By William Vetter, President, Floyd County Child Abuse Prevention Council
In an ideal world, there would be no need for programs to protect children from abuse or neglect.
Children who are raised in safe, nurturing environments are more likely to grow into responsible, productive citizens. However, some families may be experiencing high levels of stress, a sense of isolation and a lack of resources that make caring for their children difficult.
As a community, it is our responsibility to protect the children and ensure all families receive the support and resources they need, before stress reaches the point of child abuse.
Child abuse is defined through state laws, so there is no federal standard throughout the country.
In Iowa, the Legislature defines child abuse to include the following harm:
• Failure to provide adequate food, shelter, clothing or other care necessary for a child’s health and well-being.
• Intended physical injury.
• Sexual abuse of a child.
• Presence of an illegal drug in a child’s body as a result of actions or neglect.
• Allowing a known sex offender, who is not the child’s biological parent or the caretaker’s spouse custody or access to a child.
• Manufacturing a dangerous substance in a child’s presence.
• Mental injury to a child.
• Providing access to or showing obscene material to a child.
How can people help with the prevention of child abuse?

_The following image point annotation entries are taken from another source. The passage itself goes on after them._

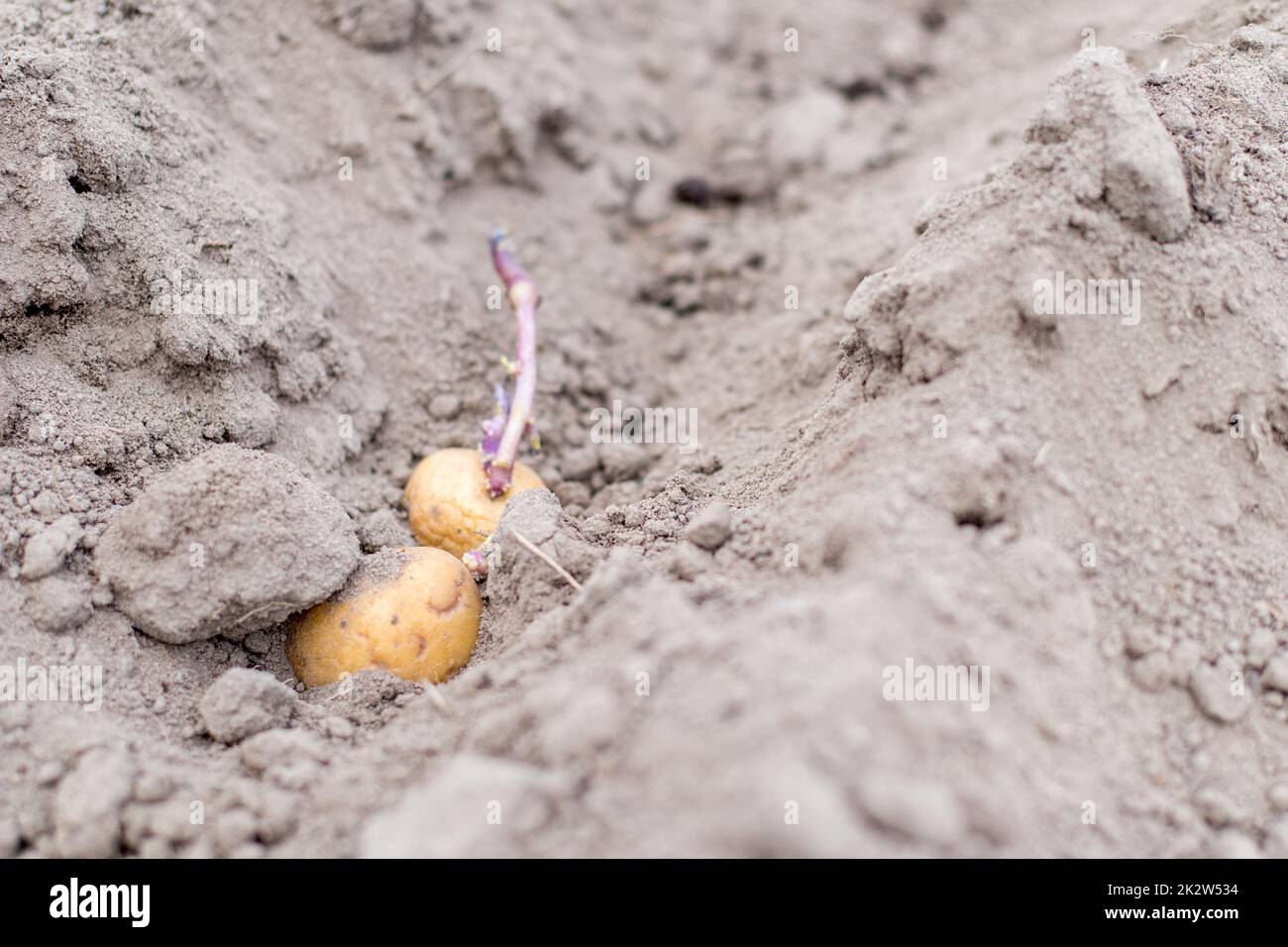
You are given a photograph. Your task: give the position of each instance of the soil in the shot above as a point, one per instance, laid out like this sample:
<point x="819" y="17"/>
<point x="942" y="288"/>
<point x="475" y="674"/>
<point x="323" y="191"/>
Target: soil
<point x="245" y="287"/>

Anything you do to support kids and parents can help reduce the stress that often leads to abuse, especially now with tough economic times.
Here are some tips:
• Be a friend to a parent you know, ask how the children are doing or provide reassurance and support. If a parent seems to be struggling, offer to run errands, babysit or fix a meal.
• When you are stressed put your child in a playpen or baby bed until you are calmer. Practice relaxation techniques, or listens to your favorite music. Call a friend to talk.
• Do fun activities with your child, like go to a park, play a game, ride bikes or go for a walk.
• Raise the issue by educating yourselves and other. You can help your community prevent child abuse and neglect from happening in the first place. For example talk to your child about the different types of touches, privacy, and secrets to prevent sexual abuse.
• Volunteer your time and money for programs in your community that support children and families like parent groups, after school program, Mentoring Program, hospitals, schools, Food Box, Community Kitchen, FOCUS, day care centers, churches and the Floyd County Prevent Child Abuse Prevention Council.
This year the Child Abuse Prevention Council will have Blue Kids on the corners of Central Park with information on Child Abuse.
The council will be running advertisement in different media outlets to raise awareness during the month of April for Child Abuse Prevention.
The mayor of Charles City has proclaimed the month of April as Child Abuse Prevention Month.
There are many other resources in the community that can assist with the prevention of child abuse such as:
• LSI which has the Families Together, Remedial, Early Intervention — which helps with parenting issues and connecting families in the community.
• Early Head start and Head Start- Preschools and in-home services to help with parenting.
• AEA-Early access is an in-home service that helps children ages 0-3.
• Public Health/Vocational Rehab/North Star Community Kitchen/ Food Box.
• Local churches.
• Community Action.
• The Department of Human Services offers many services to help families such as day care, food stamps, reimbursement for mileage for medical appointments when needed, T-19, FIP, Promise Jobs/ FADDS.
• Prairie Ridge.
• Crisis intervention/domestic violence, mental health services.
• Our Kids Count parenting group that meets the second and fourth Tuesday of every month.
What should you do if you suspect child abuse? Call the Police Department at 641-228-3366 or Department of Human Services at 800-362-2178 to report abuse.